Practice Makes Perfect – what problem are we trying to solve?

Nigel Jones explores the current problems facing NHS dentistry and the inequalities with access to dental care.

In business, writing a problem statement helps to focus attention on what improvements need making. It ensures that everyone involved is on the same page.

A clearly defined and well-understood problem is crucial to finding and implementing an effective solution.

The premise is simple; without a collective understanding of the nature of the problem, any attempt to agree a solution is fraught with difficulty.

Reforming NHS dentistry

For dentists in England, there are many perspectives on the problem interested bodies are attempting to solve with the long-promised reforming of the NHS dental contract.

Some will see it as a clinical matter such as prioritising preventative dentistry. Others believe it’s about financial considerations like fair remuneration for dental professionals, or what is acceptable to the Treasury.

A proportion are clear, it’s about how to remove dentistry from the NHS with the least political damage.

Given their overflowing inboxes, MPs might take the view it’s all about access.

Following the recent Healthwatch reports, ever lengthening waiting lists and the recruitment and retention crisis, many might agree with them.

However, by reducing it to the limited availability of dental care, there is a risk that this oversimplifies the debate. When in fact, it is a complex and multidimensional issue. There are economic, social, cultural, and geographic factors all playing a part.
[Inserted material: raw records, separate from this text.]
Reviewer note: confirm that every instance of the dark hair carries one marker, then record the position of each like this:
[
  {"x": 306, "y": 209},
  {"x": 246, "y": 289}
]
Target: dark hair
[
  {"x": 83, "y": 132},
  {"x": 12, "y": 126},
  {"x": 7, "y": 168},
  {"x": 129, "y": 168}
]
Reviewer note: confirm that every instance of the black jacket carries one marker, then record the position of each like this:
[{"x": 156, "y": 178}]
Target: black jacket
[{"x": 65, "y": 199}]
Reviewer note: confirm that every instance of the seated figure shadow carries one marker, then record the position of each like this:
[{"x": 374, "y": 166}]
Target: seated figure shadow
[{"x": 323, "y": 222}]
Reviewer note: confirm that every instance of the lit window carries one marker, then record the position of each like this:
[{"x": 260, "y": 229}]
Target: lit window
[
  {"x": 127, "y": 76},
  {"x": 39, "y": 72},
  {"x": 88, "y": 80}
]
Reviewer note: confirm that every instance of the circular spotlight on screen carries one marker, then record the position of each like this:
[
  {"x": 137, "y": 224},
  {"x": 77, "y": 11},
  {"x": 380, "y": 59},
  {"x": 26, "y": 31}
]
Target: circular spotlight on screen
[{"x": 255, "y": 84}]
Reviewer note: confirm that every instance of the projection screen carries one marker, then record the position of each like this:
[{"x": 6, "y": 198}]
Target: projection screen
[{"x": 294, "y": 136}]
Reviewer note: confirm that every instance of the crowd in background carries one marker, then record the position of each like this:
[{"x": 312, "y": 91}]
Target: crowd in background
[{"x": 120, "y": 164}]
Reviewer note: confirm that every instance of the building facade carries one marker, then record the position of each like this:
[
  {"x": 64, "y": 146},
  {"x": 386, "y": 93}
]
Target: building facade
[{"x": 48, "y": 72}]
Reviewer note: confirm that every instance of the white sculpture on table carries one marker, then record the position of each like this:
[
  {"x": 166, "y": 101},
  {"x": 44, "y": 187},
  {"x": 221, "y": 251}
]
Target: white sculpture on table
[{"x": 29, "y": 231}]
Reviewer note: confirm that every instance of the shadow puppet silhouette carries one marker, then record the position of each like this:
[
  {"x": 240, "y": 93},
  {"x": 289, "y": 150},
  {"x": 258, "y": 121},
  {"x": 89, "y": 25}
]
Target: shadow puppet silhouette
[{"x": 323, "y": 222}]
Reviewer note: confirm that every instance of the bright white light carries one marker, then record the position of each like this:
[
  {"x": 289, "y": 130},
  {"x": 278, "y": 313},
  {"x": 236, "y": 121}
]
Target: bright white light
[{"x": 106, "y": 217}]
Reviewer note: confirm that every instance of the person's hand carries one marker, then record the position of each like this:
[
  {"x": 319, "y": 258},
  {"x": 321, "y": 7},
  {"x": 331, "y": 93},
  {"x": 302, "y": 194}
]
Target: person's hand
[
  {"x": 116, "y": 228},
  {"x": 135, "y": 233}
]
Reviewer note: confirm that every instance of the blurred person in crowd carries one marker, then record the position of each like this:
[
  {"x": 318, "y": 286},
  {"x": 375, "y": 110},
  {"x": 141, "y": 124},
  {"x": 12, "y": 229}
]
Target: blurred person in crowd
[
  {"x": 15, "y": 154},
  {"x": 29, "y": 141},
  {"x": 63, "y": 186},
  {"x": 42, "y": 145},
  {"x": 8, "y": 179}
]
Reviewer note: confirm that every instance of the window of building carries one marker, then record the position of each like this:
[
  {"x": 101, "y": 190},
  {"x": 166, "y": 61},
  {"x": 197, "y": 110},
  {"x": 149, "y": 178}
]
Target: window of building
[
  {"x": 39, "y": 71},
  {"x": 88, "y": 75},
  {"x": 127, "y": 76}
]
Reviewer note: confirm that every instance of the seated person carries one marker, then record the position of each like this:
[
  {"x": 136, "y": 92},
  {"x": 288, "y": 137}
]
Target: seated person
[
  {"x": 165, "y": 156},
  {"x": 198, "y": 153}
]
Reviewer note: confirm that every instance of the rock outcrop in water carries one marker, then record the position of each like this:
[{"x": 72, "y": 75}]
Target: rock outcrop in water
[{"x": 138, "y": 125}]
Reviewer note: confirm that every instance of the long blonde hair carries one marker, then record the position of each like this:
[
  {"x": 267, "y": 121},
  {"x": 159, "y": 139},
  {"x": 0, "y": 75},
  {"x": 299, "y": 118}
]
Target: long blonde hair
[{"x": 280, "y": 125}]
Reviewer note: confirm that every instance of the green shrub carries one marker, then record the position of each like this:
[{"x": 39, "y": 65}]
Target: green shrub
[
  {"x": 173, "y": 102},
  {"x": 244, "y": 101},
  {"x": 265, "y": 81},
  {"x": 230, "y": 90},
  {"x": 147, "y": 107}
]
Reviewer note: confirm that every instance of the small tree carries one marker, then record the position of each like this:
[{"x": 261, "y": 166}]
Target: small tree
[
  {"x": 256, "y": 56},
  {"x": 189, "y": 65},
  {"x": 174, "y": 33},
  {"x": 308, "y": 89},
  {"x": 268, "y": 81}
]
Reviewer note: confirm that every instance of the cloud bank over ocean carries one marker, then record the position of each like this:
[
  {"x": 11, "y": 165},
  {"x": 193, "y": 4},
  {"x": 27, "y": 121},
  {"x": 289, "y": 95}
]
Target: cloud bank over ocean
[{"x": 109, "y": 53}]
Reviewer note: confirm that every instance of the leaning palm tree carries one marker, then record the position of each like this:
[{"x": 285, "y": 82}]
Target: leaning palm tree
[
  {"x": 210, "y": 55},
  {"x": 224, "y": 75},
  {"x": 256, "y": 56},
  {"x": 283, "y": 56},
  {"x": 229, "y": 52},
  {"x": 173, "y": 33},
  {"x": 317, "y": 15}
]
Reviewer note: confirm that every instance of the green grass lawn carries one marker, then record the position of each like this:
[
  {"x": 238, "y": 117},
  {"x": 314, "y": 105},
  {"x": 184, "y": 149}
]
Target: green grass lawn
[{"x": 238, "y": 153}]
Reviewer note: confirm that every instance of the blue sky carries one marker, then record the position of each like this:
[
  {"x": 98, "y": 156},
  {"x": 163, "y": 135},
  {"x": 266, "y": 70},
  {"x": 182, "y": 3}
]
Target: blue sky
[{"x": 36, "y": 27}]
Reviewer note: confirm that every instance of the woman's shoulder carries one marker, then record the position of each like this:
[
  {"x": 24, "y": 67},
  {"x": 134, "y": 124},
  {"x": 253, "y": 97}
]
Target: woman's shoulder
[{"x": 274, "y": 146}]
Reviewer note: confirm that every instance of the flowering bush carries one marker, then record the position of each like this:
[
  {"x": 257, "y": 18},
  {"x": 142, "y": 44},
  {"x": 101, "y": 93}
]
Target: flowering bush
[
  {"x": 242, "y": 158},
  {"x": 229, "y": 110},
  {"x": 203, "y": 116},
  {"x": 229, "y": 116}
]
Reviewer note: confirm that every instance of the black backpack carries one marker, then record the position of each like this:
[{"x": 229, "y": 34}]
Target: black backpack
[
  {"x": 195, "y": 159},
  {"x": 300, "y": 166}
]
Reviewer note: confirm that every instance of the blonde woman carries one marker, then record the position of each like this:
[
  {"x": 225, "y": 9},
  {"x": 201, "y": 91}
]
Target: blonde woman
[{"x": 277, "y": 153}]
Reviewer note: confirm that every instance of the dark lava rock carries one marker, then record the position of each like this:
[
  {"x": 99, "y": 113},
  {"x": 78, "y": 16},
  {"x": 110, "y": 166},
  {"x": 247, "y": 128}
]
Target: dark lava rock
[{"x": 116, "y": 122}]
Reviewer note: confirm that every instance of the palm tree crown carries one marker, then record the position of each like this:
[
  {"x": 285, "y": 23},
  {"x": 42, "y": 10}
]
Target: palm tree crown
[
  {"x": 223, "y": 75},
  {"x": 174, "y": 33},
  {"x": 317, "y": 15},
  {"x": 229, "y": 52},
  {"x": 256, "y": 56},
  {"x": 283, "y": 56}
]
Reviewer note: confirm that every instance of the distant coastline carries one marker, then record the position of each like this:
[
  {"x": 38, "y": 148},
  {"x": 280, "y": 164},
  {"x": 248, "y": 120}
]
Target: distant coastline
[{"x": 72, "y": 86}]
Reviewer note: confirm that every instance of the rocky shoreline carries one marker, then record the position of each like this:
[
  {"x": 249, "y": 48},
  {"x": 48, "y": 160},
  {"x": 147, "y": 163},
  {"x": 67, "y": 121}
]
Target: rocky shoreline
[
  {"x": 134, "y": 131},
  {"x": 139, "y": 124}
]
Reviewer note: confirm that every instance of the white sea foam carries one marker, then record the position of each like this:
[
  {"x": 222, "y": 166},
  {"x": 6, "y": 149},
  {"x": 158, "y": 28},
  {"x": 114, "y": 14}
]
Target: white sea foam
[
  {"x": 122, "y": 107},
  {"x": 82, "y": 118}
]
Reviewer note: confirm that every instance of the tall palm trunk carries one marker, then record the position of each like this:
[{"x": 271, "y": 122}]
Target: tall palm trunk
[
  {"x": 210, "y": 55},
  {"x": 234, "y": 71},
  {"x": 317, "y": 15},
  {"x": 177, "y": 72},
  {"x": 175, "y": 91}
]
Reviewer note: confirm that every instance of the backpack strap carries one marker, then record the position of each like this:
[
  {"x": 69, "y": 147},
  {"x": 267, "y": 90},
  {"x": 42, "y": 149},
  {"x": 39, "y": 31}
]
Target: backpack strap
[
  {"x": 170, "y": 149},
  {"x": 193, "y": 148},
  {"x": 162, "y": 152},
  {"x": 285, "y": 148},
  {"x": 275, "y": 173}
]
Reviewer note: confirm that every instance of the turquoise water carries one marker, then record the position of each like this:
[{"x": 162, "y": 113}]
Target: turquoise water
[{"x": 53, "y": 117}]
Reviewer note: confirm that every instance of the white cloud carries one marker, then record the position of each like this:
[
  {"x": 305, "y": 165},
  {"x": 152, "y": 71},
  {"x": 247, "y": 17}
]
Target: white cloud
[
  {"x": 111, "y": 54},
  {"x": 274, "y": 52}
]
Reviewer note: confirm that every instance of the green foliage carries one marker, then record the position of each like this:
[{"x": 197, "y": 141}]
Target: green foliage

For example, some patients may be better informed. They’re able to make better use of healthcare more than others and are in a financial position where cost is not a barrier to accessing treatment. While others are less fortunate than that.

Solving the capacity issue

Indeed, sparked by a fascinating conversation with Michael Watson, dentist, and renowned dental commentator, I’m increasingly of the view that what we should try to solve is a capacity problem for those who can self-fund, while also addressing the problem of equity of access for more vulnerable patient groups.

I find myself feeling more uncomfortable. as limited NHS dental resources are used by the well-educated and relatively well-heeled who want, but don’t always need, NHS dentistry. While the less fortunate, including the working poor, who need NHS dentistry, find it increasingly difficult to gain access to treatment.

If that all sounds like a plea for a well-funded core service, then it’s meant to. It’s the only way I can see us solving the problem of inequality in access to dental care.

However, I suspect that’s not what the Treasury views as the problem needing solving.